Keaton got his start as an entertainer traveling in a company alongside Harry Houdini. It was here that he learned to improvise fluidly and hilariously. His first time in front of a camera was in Fatty Arbuckle's "The Butcher Boy." "[Arbuckle] only had to turn me loose in the set and I'd have material in two minutes, because I'd been doing it all my life," Keaton explained (via A Hard Act to Follow).
When it came to his own films, Keaton made sure there was space for on-the-spot creative decisions: "Well as a rule, oh about 50 percent you have in your mind before you start the picture, and the rest you develop as you're making it," Keaton told Studs Turkel. "We never even thought of writing a script, we didn't need to."
Silent film stars often left lots of room for improvisation in their work — in fact, they would often approach a film with only the beginning and end in mind. As far as Keaton and his counterparts were concerned, the path from point A to point B was half of the journey. "When we get the start and the finish, we've got it, because ... the middle we can always take care of. That's easy."
There was no script to follow
Keaton favored extreme gags over narratives, which is why he chose to make "Sherlock Jr." "I laid out a few of these tricks, some of the tricks I knew from the stage," he recalled (via A Hard Act to Follow). But he realized he couldn't "do it and tell a legitimate story because they're illusions ... it's got to come in a dream." He chose the premise of a projectionist that falls asleep on the job so he could totally suspend reality. Keaton was all about maximizing his creative freedom.
Through creative storytelling, Keaton was able to improvise heavily for many years. Silent cinema left things so open-ended that the Hollywood legend would not even begin to work with a script until "The Cameraman" in 1929. However, when MGM and other studios moved exclusively into talking pictures, cinema changed forever. "New York stage directors, New York writers, dialogue writers, and the musicians union all moved to Hollywood," Keaton recounted to CBC. The new writers brought with them a new style of writing, one that Stone Face described as "joke-happy." "They don't look for the action, they're looking for funny things to say," he lamented.
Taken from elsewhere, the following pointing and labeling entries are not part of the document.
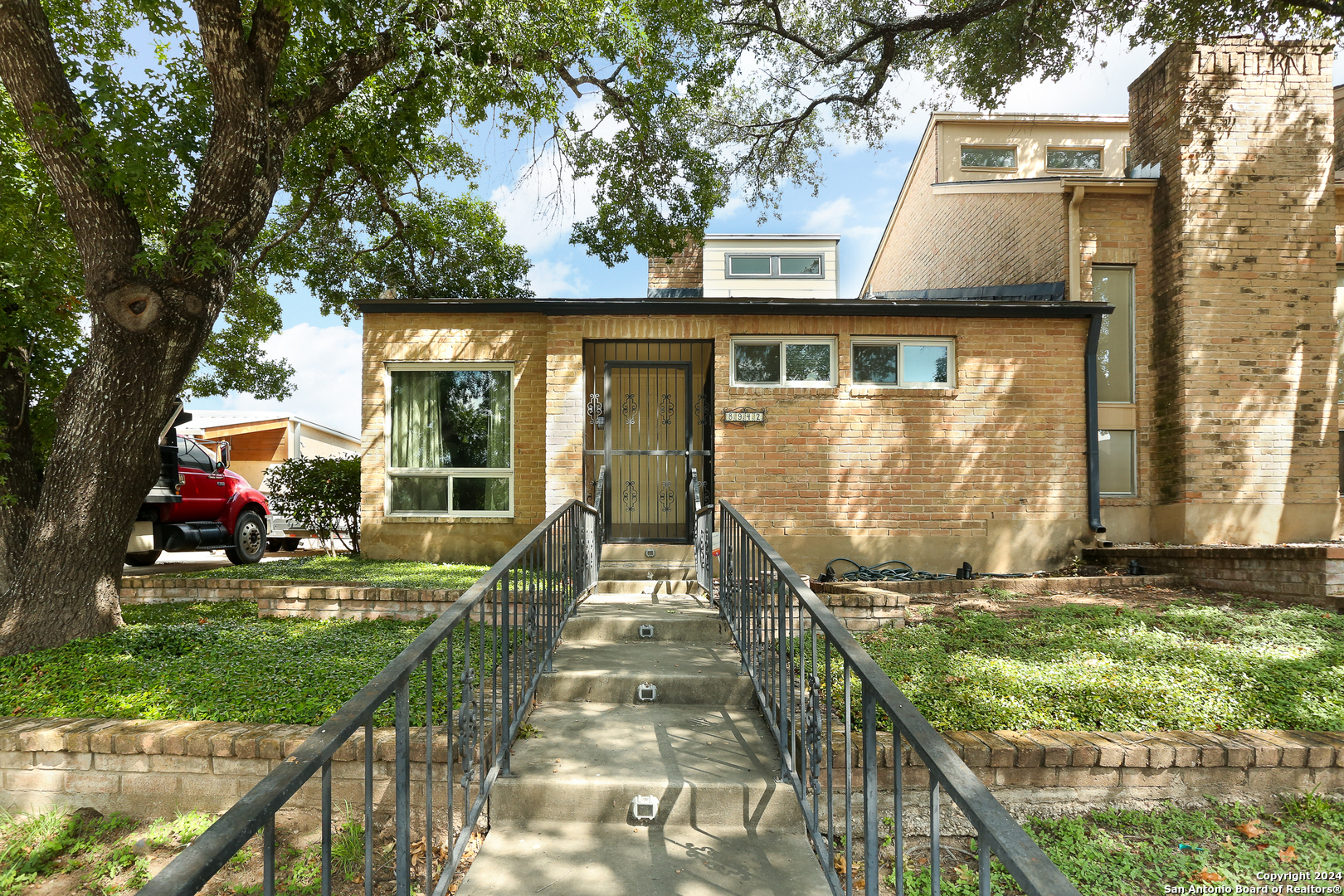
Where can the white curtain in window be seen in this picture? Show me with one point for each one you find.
(417, 423)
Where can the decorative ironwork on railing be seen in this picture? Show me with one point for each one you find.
(487, 655)
(811, 676)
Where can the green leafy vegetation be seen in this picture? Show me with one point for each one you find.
(383, 574)
(32, 846)
(1195, 665)
(320, 494)
(216, 661)
(1138, 853)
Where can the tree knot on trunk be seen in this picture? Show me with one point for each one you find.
(134, 306)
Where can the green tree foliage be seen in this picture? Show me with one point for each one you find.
(320, 494)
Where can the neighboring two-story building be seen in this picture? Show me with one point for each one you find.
(1070, 325)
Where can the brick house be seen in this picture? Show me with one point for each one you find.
(1071, 325)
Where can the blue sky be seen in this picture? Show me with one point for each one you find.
(855, 201)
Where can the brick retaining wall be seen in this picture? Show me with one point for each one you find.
(1311, 575)
(153, 768)
(295, 598)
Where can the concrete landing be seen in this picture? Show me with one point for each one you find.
(572, 859)
(563, 824)
(707, 766)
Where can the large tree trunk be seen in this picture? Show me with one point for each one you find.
(102, 464)
(21, 480)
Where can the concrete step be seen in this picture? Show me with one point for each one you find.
(624, 627)
(707, 766)
(693, 674)
(656, 602)
(645, 586)
(640, 553)
(572, 859)
(644, 570)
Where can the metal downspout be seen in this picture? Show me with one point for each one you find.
(1093, 446)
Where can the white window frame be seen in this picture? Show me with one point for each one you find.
(951, 344)
(1133, 329)
(782, 342)
(774, 265)
(449, 473)
(1133, 465)
(1016, 160)
(1097, 148)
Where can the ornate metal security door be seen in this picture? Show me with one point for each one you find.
(648, 411)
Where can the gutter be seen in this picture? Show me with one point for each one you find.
(1075, 290)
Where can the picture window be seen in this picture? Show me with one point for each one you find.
(450, 440)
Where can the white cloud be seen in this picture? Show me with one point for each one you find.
(555, 278)
(327, 377)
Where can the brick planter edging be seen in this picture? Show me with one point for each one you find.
(152, 768)
(296, 598)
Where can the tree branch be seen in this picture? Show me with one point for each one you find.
(104, 226)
Keaton and the other kings of physical comedy struggled when silent films fell out of fashion — the film industry had new priorities. Keaton would go on to make several sound films, including the 1931 hit "Sidewalks of New York" (which was actually the actor's most commercially successful film). Still, the actor lost the creative freedom he had enjoyed as a silent film director, including the freedom to improvise.